Currently, most epidemiological investigation reports with information on exposure behaviors and contacts are provided by unstructured reports with different forms in different cities. Therefore, it is difficult to construct an integrated cross-regional transmission network and gain full use of the epidemiological data for COVID-19 prevention and control. Thus, we suggest that health administrations develop a standard guideline for epidemiological data collection, and all such data should be managed and released in a timely manner.22 On the one hand, researchers can jointly construct a multiregional transmission network to trace the spreading of COVID-19. On the other hand, integrated transmission networks can improve public awareness of COVID-19 epidemics, enhance public compliance with control measures, and reduce the difficulty of implementation and resource consumption. Moreover, with transmission networks, network-based analysis can be carried out to evaluate the transmission rates and the complexity of network structures, which may provide clues for large-scale interventions. In addition, for emerging infectious diseases, constructing transmission chains through contact tracing can estimate infectivity at an early stage to quantify the risk and trends of infectious diseases.23-25
It is worth noting that COVID-19 cases in one category might be included in another category in transmission network graphs. For instance, some cases in the category of family clusters are contained in the category of exposure to infections directly related to Hubei Province. To fully demonstrate the information contained in the epidemiological data, however, this study classified these patients into another category, with family aggregation as a vital feature of infectious disease transmission. Better classification strategies are needed to discuss the local transmission characteristics in different cities. Meanwhile, regional unification should be considered for the classification standard to guarantee the exchangeability of data when cross-regional transmission networks are constructed.

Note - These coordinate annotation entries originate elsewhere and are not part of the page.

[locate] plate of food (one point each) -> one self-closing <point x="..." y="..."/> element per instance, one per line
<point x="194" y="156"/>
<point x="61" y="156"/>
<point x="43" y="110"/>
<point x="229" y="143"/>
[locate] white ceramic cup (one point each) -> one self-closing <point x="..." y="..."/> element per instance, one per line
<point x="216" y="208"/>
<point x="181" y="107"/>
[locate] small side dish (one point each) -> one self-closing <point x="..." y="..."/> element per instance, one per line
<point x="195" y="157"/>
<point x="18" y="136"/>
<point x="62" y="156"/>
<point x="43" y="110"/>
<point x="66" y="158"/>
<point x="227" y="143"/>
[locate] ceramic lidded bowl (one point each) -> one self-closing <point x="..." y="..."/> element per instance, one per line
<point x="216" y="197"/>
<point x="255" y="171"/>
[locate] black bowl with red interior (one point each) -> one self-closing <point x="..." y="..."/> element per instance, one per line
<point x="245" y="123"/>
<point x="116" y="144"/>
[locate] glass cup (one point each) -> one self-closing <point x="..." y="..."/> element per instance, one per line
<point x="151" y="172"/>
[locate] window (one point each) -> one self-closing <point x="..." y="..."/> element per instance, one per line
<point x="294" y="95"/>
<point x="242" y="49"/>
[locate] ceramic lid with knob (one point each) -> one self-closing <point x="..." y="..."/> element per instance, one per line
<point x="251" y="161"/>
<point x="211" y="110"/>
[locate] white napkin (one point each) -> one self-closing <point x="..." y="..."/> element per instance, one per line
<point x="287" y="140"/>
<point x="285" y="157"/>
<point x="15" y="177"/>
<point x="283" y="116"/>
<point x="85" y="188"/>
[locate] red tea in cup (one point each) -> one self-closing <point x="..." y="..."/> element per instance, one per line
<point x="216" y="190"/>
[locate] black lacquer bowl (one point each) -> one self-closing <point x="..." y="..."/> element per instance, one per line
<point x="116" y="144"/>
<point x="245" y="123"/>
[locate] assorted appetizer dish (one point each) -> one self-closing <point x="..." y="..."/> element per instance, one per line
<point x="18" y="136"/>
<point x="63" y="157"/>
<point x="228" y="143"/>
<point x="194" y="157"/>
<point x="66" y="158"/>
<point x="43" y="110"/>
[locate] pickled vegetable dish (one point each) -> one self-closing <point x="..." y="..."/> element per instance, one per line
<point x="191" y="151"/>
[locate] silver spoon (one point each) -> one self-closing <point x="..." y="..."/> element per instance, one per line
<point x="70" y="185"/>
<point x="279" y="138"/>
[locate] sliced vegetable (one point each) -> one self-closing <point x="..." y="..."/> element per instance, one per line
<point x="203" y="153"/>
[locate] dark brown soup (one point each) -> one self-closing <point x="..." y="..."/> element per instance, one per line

For infectious diseases with stronger infectivity, longer incubation periods and higher fatality risks, such as COVID-19, if public health interventions were not carried out in a timely and effective manner, cases would increase rapidly, consume limited clinical resources quickly and lead to high mortality.26 Therefore, the emphasis of control measures should not only focus on clinical treatments but also ensure sufficient resources in epidemiological investigations.27 These measures could contribute to controlling the source of infections, reducing the risk of exposure, decreasing the incidence by shortening transmission chains, and easing the pressure of clinical treatments. The epidemiological data of the COVID-19 epidemic in Tianjin and Chengdu were used to propose an analysis framework for the individual epidemiological data. Our results illustrated the importance of visualized epidemiological transmission networks in preventing and controlling the epidemic of COVID-19. Currently, the content and format of epidemiological data are not unified, causing the transmission network graphs of Tianjin and Chengdu to show different performances in risk assessment. Therefore, the collection, management, and release of epidemiological data should be improved for the joint construction of large-scale and multiregional disease transmission networks to provide a better understanding of the COVID-19 epidemic and to provide evidence for local prevention and control policymakers.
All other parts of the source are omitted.